Wenn Sie Ihre vorhandenen Kampagnen mit den Testoptionen Go-dark oder Heavy-up testen und Ihre bisherigen Studien zur Steigerung ähnliche Setups haben oder ein Marketing Mix Modeling (MMM) für Ihre Marketingsegmente verfügbar ist, können Sie prüfen, ob der ausgewählte MDE realistisch ist. Dazu können Sie den „designimplizierten CpIC“ mit dem „geschätzten CpIC“ vergleichen.

Um diesen Vergleich zu vereinfachen, können Sie die folgenden drei Hauptmesswerte heranziehen (auch im folgenden Diagramm dargestellt). Sie zeigen, dass Ihre Media-Ausgaben und die Reaktion einer konkaven Kurve für die ROAS (Return on Advertising Spend) folgen:

  • Cost-per-Action (CPA): Ihre Standardkosten pro Conversion, entspricht den Ausgaben ($S$) / Conversions ($C$). Die Gesamtzahl der Conversions umfasst hier sowohl zusätzliche als auch nicht zusätzliche Conversions. Beispiel: Organische Conversion-Ereignisse ohne bezahlte Medien.
  • Elastizität: Entspricht \(\frac{\Delta C / C}{\Delta S / S}\) im Diagramm. Sie ist ein Maß dafür, wie empfindlich Ihre Conversions auf Änderungen der Ausgaben reagieren, und kann aus früheren Tests oder MMM abgeleitet werden.
    • Bei Go-dark-Tests, bei denen $\Delta S = -100\% * S$ ist, wird die Elastizität im Wesentlichen zu $-\Delta C / C$, der erwarteten relativen Steigerung Ihrer Studie.
  • Kosten pro zusätzlicher Conversion (CpIC): Entspricht $\Delta S / \Delta C$. Das sind die tatsächlichen Kosten für jede zusätzliche Conversion, die durch die Änderung der zusätzlichen Ausgaben aufgrund Ihrer Marketingmaßnahme generiert wurde.
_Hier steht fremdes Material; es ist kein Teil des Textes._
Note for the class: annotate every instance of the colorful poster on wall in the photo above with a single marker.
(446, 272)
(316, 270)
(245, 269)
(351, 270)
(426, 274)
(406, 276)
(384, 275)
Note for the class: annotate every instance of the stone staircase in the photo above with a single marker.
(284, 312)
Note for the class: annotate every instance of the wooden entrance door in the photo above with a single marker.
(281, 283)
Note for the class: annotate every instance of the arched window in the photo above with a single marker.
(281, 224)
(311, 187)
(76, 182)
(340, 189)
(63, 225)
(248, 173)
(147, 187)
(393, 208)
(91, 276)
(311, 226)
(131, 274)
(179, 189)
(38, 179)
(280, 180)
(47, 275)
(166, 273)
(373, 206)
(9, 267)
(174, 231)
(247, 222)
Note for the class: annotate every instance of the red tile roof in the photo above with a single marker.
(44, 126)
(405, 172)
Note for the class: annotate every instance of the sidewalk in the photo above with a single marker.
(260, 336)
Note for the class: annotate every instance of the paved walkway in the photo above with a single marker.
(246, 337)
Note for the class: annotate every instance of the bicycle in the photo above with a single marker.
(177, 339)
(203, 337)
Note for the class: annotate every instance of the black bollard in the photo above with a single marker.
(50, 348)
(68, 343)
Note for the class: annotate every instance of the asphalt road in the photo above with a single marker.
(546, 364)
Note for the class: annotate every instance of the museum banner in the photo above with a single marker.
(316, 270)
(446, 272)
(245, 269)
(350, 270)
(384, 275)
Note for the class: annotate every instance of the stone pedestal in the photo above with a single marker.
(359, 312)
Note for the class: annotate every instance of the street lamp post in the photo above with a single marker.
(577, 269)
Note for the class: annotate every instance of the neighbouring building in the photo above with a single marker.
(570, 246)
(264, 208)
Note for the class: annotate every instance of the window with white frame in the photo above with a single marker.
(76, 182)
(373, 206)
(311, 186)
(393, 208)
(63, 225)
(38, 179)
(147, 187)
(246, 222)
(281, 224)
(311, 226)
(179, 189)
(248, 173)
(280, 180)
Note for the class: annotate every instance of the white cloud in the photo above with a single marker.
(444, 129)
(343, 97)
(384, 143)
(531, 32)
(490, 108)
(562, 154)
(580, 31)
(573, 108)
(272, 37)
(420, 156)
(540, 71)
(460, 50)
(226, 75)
Ein gut konzipierter Test sorgt dafür, dass der designimplizierte CpIC, der als Budget geteilt durch die mindestens erforderlichen zusätzlichen Conversions berechnet wird, mit dem theoretischen CpIC übereinstimmt, der als CPA geteilt durch die Elastizität berechnet wird. Idealerweise sollte der designimplizierte CpIC nicht niedriger als der geschätzte CpIC sein, damit der Test ausreichend aussagekräftig ist.

Extrahieren Sie den aus dem Design abgeleiteten CpIC für das ausgewählte Design des Tests mit einer einzelnen Zelle:

select_design = single_cell_design_set.designs[single_cell_selected_design_id]
select_design.designs['cell_1'].design_implied_cpic

Keine Designausgabe gefunden

Zusammenhang zwischen Budget, MDE und designimplizierten CpIC verstehen

Häufig herrscht Unklarheit darüber, wie sich eine Anpassung des Budgets auf die Empfindlichkeit des Tests auswirkt.
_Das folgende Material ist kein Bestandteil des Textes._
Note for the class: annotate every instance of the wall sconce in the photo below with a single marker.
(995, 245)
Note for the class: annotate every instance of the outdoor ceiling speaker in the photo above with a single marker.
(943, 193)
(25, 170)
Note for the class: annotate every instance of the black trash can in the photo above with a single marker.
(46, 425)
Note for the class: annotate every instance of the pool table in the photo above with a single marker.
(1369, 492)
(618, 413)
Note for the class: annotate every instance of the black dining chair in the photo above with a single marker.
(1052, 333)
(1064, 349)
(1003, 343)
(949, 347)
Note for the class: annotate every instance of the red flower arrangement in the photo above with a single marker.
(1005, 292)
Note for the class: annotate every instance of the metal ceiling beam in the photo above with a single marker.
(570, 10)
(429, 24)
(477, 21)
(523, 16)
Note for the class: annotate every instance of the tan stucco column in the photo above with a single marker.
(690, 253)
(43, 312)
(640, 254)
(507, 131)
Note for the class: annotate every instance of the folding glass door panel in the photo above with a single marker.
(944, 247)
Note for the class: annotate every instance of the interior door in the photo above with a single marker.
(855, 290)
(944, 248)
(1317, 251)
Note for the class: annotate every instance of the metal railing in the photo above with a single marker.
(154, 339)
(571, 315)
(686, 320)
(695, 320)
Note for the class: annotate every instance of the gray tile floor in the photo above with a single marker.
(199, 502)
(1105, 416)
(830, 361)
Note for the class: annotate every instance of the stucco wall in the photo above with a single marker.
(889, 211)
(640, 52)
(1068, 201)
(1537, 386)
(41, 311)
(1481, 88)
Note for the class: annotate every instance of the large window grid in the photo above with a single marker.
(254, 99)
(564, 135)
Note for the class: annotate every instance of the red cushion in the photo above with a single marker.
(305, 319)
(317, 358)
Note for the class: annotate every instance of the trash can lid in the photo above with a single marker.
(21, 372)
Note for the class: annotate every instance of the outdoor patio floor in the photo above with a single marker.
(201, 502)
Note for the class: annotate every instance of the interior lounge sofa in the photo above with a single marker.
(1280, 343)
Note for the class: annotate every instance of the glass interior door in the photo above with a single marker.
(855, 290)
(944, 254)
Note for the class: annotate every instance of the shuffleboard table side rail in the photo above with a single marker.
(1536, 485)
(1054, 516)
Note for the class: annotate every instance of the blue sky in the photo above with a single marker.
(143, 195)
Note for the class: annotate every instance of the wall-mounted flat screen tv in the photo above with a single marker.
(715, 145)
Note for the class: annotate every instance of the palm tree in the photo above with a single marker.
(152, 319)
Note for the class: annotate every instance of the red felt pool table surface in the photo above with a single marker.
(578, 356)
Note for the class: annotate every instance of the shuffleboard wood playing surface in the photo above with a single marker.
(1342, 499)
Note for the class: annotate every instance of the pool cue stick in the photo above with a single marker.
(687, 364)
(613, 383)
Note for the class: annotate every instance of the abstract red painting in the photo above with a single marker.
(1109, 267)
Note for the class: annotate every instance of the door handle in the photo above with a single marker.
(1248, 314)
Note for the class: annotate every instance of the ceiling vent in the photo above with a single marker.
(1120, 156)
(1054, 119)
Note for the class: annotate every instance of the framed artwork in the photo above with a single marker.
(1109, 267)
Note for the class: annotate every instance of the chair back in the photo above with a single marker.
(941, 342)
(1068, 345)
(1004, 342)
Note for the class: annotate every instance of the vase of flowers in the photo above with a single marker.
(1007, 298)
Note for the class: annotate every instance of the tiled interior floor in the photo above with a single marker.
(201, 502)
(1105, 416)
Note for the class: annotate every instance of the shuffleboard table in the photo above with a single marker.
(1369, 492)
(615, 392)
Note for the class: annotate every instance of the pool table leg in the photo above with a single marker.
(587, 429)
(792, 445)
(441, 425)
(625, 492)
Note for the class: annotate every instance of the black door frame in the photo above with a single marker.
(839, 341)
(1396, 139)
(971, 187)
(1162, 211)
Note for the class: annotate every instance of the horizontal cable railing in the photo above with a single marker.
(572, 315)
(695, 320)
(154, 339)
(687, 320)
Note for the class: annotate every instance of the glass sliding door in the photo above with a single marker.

  • Der MDE ist unabhängig vom Budget: Der statistische MDE (die minimale prozentuale Änderung der Conversions, die im Test erkannt werden kann) wird ausschließlich durch die historische Volatilität und den geografischen Abgleich bestimmt. Wenn Sie das Budget nur in Constraints ändern, wird dieses statistische Limit nicht geändert.
  • Budget bestimmt den designimplizierten CpIC: Während der MDE (die erforderliche prozentuale Steigerung) konstant bleibt, ändert sich der designimplizierte CpIC proportional zum Budget:
    • Höheres Budget: Führt zu einem höheren (weniger effizienten) designimplizierten CpIC. So erhöht sich die Wahrscheinlichkeit eines aussagekräftigen Tests für Kampagnen mit mäßiger Leistung.
    • Niedrigeres Budget: Das Design wird auf einen sehr niedrigen (hocheffizienten) designimplizierten CpIC beschränkt. Wenn die tatsächliche Kampagnenleistung mäßig statt hocheffizient ist, ist der Test möglicherweise nicht aussagekräftig.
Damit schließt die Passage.